Preclinical studies with a small molecule inhibitor of AC1, NB001 revealed that NB001 reduced chronic pain
responses (i.e. inflammatory and neuropathic) in both mice and rats. Similarly, we have recently shown that a
novel AC1 inhibitor, ST034307 also reduced inflammatory pain in a mouse model. These studies are consistent
with the premise that AC1 is a new target for inhibitors of chronic pain. Unfortunately, both NB001 and ST034307
have significant issues and liabilities preventing further development. To that end, we have recently screened a
chemical library collection that allowed us to identify a pyrimidinone scaffold for the development of novel AC1
inhibitors. This scaffold was prioritized for hit-to-lead optimization based on several promising criteria. Preliminary
structure-activity relationship (SAR) studies have revealed for the first time compounds with sub-micromolar
potency at AC1, as well as selectivity versus the closely-related AC8. Further, initial in vivo studies with a lead
compound reveal activity in an animal model of chronic pain. Despite these promising observations, the lead
compounds suffer from extremely low aqueous solubility. We propose medicinal chemistry optimization of this
scaffold to develop potent and selective inhibitors of AC1 activity as novel probes under the following Specific
Aims: Specific aim 1 will use medicinal chemistry optimization of the pyrimidinone scaffold to develop potent
drug-like AC1-selective molecular probes. Specific aim 2 will establish the pharmacological specificity of the
probe molecules using a set of in vitro model assays and explore the mechanisms for probe activity. Additionally,
we will execute in vivo preclinical pharmacokinetic testing with iterative medicinal chemistry and pharmacology.

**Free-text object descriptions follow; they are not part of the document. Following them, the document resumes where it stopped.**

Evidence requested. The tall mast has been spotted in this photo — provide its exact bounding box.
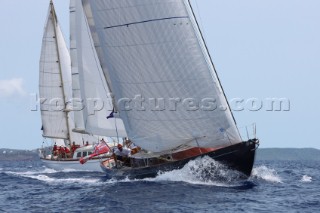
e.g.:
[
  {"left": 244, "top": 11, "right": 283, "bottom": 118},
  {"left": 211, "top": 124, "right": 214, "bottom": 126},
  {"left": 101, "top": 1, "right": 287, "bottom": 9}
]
[{"left": 50, "top": 0, "right": 71, "bottom": 146}]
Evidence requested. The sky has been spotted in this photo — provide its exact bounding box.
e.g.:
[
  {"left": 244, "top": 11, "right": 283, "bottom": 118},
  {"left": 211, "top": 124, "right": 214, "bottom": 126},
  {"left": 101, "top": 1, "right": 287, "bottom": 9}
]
[{"left": 0, "top": 0, "right": 320, "bottom": 149}]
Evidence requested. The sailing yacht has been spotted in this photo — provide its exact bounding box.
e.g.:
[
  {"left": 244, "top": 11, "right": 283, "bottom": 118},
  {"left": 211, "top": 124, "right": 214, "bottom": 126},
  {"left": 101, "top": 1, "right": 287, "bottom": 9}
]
[
  {"left": 70, "top": 0, "right": 259, "bottom": 178},
  {"left": 39, "top": 1, "right": 114, "bottom": 171}
]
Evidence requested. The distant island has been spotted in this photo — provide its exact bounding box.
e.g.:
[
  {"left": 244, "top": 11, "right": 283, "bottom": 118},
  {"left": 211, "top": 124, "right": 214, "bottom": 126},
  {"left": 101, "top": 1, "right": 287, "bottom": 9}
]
[
  {"left": 0, "top": 148, "right": 320, "bottom": 161},
  {"left": 256, "top": 148, "right": 320, "bottom": 161}
]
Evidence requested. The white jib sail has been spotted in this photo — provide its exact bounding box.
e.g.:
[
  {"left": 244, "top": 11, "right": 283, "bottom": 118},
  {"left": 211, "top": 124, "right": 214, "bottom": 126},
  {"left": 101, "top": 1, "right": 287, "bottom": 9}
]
[
  {"left": 82, "top": 0, "right": 241, "bottom": 152},
  {"left": 39, "top": 5, "right": 71, "bottom": 139},
  {"left": 70, "top": 0, "right": 127, "bottom": 137}
]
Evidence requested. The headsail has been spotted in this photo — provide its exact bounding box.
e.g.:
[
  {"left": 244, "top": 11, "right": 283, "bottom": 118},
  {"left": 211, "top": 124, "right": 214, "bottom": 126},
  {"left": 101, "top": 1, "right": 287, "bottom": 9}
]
[
  {"left": 82, "top": 0, "right": 241, "bottom": 152},
  {"left": 39, "top": 2, "right": 71, "bottom": 139},
  {"left": 70, "top": 0, "right": 127, "bottom": 137}
]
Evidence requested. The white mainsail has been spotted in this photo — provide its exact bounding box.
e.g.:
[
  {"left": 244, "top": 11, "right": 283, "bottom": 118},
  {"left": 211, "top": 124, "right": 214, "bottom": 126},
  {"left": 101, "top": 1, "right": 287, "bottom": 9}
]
[
  {"left": 39, "top": 4, "right": 71, "bottom": 139},
  {"left": 70, "top": 0, "right": 127, "bottom": 137},
  {"left": 82, "top": 0, "right": 241, "bottom": 152}
]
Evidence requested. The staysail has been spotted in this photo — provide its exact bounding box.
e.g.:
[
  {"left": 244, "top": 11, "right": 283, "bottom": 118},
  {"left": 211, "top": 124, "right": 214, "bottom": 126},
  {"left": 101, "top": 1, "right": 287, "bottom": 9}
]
[
  {"left": 82, "top": 0, "right": 241, "bottom": 152},
  {"left": 70, "top": 0, "right": 127, "bottom": 137},
  {"left": 39, "top": 2, "right": 71, "bottom": 139}
]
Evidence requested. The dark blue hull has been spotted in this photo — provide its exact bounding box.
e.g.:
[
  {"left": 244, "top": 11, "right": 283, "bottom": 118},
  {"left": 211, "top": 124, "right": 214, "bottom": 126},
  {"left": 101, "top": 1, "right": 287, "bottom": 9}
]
[{"left": 101, "top": 140, "right": 258, "bottom": 179}]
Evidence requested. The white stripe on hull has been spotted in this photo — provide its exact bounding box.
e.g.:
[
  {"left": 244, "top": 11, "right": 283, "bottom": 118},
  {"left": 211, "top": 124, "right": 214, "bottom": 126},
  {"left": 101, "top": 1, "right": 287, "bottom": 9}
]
[{"left": 41, "top": 159, "right": 102, "bottom": 172}]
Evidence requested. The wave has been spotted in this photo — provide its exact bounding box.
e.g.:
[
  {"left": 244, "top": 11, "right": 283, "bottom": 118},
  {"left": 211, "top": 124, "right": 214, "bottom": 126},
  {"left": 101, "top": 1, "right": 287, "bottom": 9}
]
[
  {"left": 144, "top": 156, "right": 246, "bottom": 187},
  {"left": 5, "top": 168, "right": 101, "bottom": 184},
  {"left": 251, "top": 166, "right": 282, "bottom": 183},
  {"left": 300, "top": 175, "right": 312, "bottom": 183}
]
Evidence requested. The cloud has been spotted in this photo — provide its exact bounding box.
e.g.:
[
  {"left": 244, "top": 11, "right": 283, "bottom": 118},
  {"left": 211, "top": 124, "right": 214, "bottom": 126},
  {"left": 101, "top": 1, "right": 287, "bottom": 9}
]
[{"left": 0, "top": 78, "right": 26, "bottom": 97}]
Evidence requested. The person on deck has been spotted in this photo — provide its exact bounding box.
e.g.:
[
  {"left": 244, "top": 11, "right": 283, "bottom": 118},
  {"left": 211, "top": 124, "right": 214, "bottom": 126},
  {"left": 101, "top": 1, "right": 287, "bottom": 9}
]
[
  {"left": 71, "top": 141, "right": 79, "bottom": 156},
  {"left": 60, "top": 146, "right": 66, "bottom": 158},
  {"left": 52, "top": 144, "right": 59, "bottom": 156},
  {"left": 114, "top": 144, "right": 130, "bottom": 164}
]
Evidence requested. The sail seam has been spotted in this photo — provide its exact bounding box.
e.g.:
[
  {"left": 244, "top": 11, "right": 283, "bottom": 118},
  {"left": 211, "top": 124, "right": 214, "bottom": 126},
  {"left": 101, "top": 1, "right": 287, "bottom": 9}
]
[{"left": 104, "top": 16, "right": 189, "bottom": 29}]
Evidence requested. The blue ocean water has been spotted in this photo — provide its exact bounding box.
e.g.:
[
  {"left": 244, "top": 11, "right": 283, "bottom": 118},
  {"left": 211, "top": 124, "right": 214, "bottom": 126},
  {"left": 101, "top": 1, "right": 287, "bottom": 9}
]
[{"left": 0, "top": 158, "right": 320, "bottom": 213}]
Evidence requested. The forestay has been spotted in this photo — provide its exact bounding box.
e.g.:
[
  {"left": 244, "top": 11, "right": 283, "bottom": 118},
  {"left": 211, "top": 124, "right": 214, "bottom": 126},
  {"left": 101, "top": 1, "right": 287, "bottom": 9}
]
[
  {"left": 70, "top": 0, "right": 127, "bottom": 137},
  {"left": 82, "top": 0, "right": 241, "bottom": 152}
]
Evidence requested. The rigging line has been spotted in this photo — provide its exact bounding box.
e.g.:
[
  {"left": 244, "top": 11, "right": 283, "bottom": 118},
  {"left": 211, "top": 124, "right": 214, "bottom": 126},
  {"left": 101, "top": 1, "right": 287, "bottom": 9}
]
[
  {"left": 104, "top": 16, "right": 189, "bottom": 29},
  {"left": 188, "top": 0, "right": 241, "bottom": 137},
  {"left": 83, "top": 5, "right": 112, "bottom": 103},
  {"left": 194, "top": 0, "right": 206, "bottom": 38}
]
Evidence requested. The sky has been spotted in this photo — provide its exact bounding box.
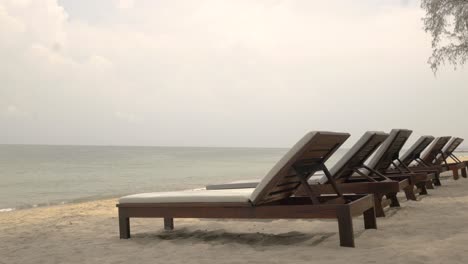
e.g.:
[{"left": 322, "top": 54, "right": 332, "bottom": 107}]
[{"left": 0, "top": 0, "right": 468, "bottom": 147}]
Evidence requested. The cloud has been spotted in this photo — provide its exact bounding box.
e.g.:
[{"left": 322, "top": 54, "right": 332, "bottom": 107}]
[
  {"left": 0, "top": 0, "right": 468, "bottom": 146},
  {"left": 116, "top": 0, "right": 135, "bottom": 9}
]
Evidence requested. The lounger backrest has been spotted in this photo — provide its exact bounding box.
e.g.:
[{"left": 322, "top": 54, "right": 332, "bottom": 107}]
[
  {"left": 436, "top": 137, "right": 463, "bottom": 165},
  {"left": 421, "top": 137, "right": 450, "bottom": 164},
  {"left": 250, "top": 131, "right": 349, "bottom": 205},
  {"left": 400, "top": 136, "right": 434, "bottom": 166},
  {"left": 321, "top": 131, "right": 388, "bottom": 183},
  {"left": 367, "top": 129, "right": 413, "bottom": 172}
]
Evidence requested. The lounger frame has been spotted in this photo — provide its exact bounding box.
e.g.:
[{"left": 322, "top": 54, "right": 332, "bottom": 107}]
[{"left": 117, "top": 194, "right": 377, "bottom": 247}]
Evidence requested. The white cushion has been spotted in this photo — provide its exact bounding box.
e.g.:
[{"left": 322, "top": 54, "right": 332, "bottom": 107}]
[
  {"left": 206, "top": 179, "right": 260, "bottom": 190},
  {"left": 119, "top": 188, "right": 254, "bottom": 204}
]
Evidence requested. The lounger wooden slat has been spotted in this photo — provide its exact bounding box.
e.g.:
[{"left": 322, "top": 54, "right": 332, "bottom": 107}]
[
  {"left": 206, "top": 131, "right": 409, "bottom": 217},
  {"left": 367, "top": 129, "right": 432, "bottom": 200},
  {"left": 117, "top": 131, "right": 377, "bottom": 247}
]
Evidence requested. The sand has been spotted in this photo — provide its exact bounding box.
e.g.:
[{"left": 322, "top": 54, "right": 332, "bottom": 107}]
[{"left": 0, "top": 170, "right": 468, "bottom": 264}]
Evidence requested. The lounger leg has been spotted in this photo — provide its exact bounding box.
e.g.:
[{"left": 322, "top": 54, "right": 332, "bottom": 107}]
[
  {"left": 374, "top": 194, "right": 385, "bottom": 217},
  {"left": 416, "top": 182, "right": 427, "bottom": 195},
  {"left": 164, "top": 218, "right": 174, "bottom": 231},
  {"left": 338, "top": 206, "right": 354, "bottom": 247},
  {"left": 119, "top": 217, "right": 130, "bottom": 239},
  {"left": 387, "top": 193, "right": 400, "bottom": 207},
  {"left": 363, "top": 208, "right": 377, "bottom": 229},
  {"left": 405, "top": 184, "right": 417, "bottom": 201},
  {"left": 432, "top": 172, "right": 442, "bottom": 186}
]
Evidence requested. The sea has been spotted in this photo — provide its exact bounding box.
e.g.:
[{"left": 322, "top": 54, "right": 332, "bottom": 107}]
[{"left": 0, "top": 145, "right": 468, "bottom": 212}]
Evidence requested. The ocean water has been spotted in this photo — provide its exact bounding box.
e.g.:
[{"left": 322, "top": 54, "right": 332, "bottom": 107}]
[
  {"left": 0, "top": 145, "right": 466, "bottom": 212},
  {"left": 0, "top": 145, "right": 350, "bottom": 212}
]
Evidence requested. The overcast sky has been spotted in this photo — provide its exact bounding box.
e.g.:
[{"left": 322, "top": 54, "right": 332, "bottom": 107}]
[{"left": 0, "top": 0, "right": 468, "bottom": 147}]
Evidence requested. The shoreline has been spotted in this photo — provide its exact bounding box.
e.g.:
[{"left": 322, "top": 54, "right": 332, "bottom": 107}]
[
  {"left": 0, "top": 156, "right": 468, "bottom": 215},
  {"left": 0, "top": 174, "right": 468, "bottom": 264}
]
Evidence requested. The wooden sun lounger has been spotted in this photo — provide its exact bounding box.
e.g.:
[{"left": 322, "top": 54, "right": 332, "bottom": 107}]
[
  {"left": 117, "top": 132, "right": 377, "bottom": 247},
  {"left": 394, "top": 136, "right": 441, "bottom": 189},
  {"left": 206, "top": 131, "right": 410, "bottom": 217},
  {"left": 367, "top": 129, "right": 432, "bottom": 200},
  {"left": 425, "top": 137, "right": 467, "bottom": 180}
]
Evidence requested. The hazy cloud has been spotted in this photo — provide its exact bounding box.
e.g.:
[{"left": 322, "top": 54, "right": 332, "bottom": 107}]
[{"left": 0, "top": 0, "right": 468, "bottom": 146}]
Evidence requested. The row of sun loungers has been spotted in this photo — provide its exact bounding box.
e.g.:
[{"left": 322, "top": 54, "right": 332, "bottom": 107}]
[{"left": 117, "top": 129, "right": 467, "bottom": 247}]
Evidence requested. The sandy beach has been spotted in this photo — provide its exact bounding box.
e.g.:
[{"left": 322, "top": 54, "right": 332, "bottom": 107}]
[{"left": 0, "top": 169, "right": 468, "bottom": 264}]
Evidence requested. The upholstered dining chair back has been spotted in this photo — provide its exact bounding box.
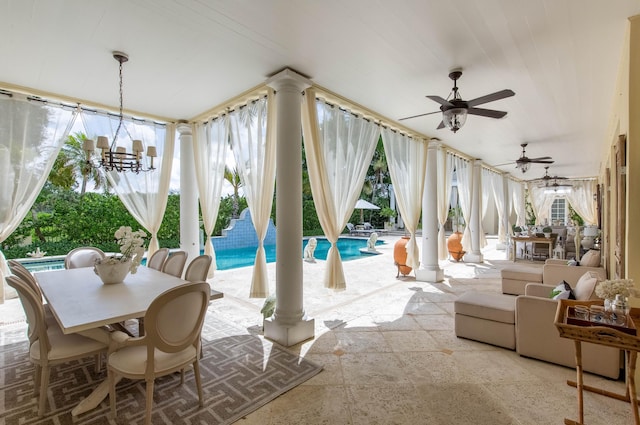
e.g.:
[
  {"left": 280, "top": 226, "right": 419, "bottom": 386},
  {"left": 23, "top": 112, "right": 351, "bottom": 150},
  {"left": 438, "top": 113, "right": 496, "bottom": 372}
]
[
  {"left": 64, "top": 246, "right": 106, "bottom": 269},
  {"left": 6, "top": 276, "right": 108, "bottom": 416},
  {"left": 7, "top": 260, "right": 42, "bottom": 299},
  {"left": 162, "top": 251, "right": 187, "bottom": 277},
  {"left": 107, "top": 282, "right": 211, "bottom": 424},
  {"left": 147, "top": 248, "right": 169, "bottom": 271},
  {"left": 184, "top": 254, "right": 212, "bottom": 282}
]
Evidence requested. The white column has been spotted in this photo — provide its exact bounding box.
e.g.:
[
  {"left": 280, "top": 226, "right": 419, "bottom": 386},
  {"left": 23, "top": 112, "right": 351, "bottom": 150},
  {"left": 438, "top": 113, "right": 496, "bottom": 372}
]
[
  {"left": 416, "top": 142, "right": 444, "bottom": 282},
  {"left": 464, "top": 159, "right": 484, "bottom": 263},
  {"left": 264, "top": 69, "right": 315, "bottom": 347},
  {"left": 177, "top": 123, "right": 200, "bottom": 269},
  {"left": 496, "top": 174, "right": 510, "bottom": 250}
]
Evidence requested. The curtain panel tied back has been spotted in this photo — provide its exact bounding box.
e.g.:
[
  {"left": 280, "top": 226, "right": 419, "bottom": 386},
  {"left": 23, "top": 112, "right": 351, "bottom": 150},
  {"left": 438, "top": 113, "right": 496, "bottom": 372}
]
[
  {"left": 382, "top": 128, "right": 427, "bottom": 270},
  {"left": 229, "top": 89, "right": 277, "bottom": 298},
  {"left": 302, "top": 88, "right": 380, "bottom": 290},
  {"left": 0, "top": 94, "right": 76, "bottom": 303}
]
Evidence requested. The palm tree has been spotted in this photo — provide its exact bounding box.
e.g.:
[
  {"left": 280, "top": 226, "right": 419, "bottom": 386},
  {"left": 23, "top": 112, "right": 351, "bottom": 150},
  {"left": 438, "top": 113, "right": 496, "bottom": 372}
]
[
  {"left": 224, "top": 167, "right": 242, "bottom": 218},
  {"left": 62, "top": 133, "right": 107, "bottom": 195}
]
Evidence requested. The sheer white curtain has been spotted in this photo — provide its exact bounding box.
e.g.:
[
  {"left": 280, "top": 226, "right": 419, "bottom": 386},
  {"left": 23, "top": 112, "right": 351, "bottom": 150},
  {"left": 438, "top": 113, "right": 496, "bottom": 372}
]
[
  {"left": 566, "top": 180, "right": 598, "bottom": 225},
  {"left": 527, "top": 183, "right": 556, "bottom": 224},
  {"left": 382, "top": 128, "right": 427, "bottom": 270},
  {"left": 0, "top": 94, "right": 76, "bottom": 303},
  {"left": 473, "top": 167, "right": 491, "bottom": 248},
  {"left": 81, "top": 111, "right": 176, "bottom": 258},
  {"left": 193, "top": 115, "right": 229, "bottom": 278},
  {"left": 302, "top": 89, "right": 380, "bottom": 290},
  {"left": 483, "top": 170, "right": 508, "bottom": 243},
  {"left": 453, "top": 156, "right": 473, "bottom": 252},
  {"left": 229, "top": 90, "right": 276, "bottom": 298},
  {"left": 509, "top": 180, "right": 527, "bottom": 226},
  {"left": 437, "top": 146, "right": 453, "bottom": 260}
]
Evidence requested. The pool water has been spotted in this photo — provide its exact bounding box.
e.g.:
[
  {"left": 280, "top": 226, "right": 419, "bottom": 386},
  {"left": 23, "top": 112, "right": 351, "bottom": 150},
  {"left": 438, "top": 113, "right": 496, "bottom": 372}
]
[
  {"left": 216, "top": 238, "right": 384, "bottom": 270},
  {"left": 18, "top": 238, "right": 384, "bottom": 272}
]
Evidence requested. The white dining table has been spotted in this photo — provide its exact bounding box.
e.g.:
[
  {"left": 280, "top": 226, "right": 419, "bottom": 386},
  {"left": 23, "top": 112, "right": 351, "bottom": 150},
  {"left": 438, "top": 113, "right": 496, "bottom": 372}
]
[{"left": 34, "top": 266, "right": 223, "bottom": 416}]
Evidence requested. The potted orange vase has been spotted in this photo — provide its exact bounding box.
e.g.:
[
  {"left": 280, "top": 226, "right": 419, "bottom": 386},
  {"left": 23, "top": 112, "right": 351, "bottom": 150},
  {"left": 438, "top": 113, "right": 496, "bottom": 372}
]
[{"left": 393, "top": 236, "right": 413, "bottom": 277}]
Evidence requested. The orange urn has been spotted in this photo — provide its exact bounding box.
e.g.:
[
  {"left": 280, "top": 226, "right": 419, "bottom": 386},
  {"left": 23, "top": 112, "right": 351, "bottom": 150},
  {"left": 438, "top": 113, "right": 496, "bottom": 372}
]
[
  {"left": 447, "top": 232, "right": 466, "bottom": 261},
  {"left": 393, "top": 236, "right": 412, "bottom": 277}
]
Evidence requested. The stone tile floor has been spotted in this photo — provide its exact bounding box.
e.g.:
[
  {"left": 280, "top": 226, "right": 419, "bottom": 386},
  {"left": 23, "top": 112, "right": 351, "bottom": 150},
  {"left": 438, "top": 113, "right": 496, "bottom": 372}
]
[{"left": 0, "top": 236, "right": 633, "bottom": 425}]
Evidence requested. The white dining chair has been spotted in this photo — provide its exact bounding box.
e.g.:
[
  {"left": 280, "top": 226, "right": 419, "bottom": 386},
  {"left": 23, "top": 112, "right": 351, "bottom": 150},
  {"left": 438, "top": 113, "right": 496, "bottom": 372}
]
[
  {"left": 184, "top": 254, "right": 212, "bottom": 282},
  {"left": 147, "top": 248, "right": 169, "bottom": 271},
  {"left": 162, "top": 251, "right": 187, "bottom": 278},
  {"left": 107, "top": 282, "right": 211, "bottom": 425},
  {"left": 64, "top": 246, "right": 107, "bottom": 269},
  {"left": 6, "top": 276, "right": 109, "bottom": 416},
  {"left": 7, "top": 260, "right": 58, "bottom": 325}
]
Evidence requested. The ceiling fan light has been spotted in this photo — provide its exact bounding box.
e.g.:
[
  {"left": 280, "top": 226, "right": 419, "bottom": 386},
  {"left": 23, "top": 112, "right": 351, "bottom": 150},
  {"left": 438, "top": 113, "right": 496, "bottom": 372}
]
[{"left": 442, "top": 108, "right": 467, "bottom": 133}]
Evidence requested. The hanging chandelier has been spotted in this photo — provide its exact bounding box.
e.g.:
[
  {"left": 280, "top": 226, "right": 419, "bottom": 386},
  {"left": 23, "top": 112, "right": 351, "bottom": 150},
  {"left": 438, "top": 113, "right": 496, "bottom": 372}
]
[{"left": 82, "top": 52, "right": 158, "bottom": 174}]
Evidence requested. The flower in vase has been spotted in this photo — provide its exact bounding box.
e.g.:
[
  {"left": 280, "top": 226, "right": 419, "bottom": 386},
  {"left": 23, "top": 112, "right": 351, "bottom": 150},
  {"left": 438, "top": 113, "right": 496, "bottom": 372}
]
[
  {"left": 101, "top": 226, "right": 147, "bottom": 274},
  {"left": 596, "top": 279, "right": 635, "bottom": 300}
]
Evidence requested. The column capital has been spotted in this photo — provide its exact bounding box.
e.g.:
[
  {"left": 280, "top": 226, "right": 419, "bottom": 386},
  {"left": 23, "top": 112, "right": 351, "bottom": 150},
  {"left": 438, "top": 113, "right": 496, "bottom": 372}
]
[
  {"left": 176, "top": 121, "right": 193, "bottom": 137},
  {"left": 265, "top": 68, "right": 313, "bottom": 92},
  {"left": 428, "top": 140, "right": 442, "bottom": 150}
]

Specific aim 3 will then use the best molecules to explore the in vivo pharmacological activity of the AC1 inhibitors
in a mouse model of inflammatory pain, conditioned place preference, and opioid withdrawal. At the end of this
study, we shall provide the research community with chemical probes with < 100 nM AC1 potency, > 30-fold
selectivity vs other ACs and related CNS targets, and in vivo efficacy. These new probes will provide essential
tools to validate AC1 as a new and safe drug target in the treatment of chronic pain.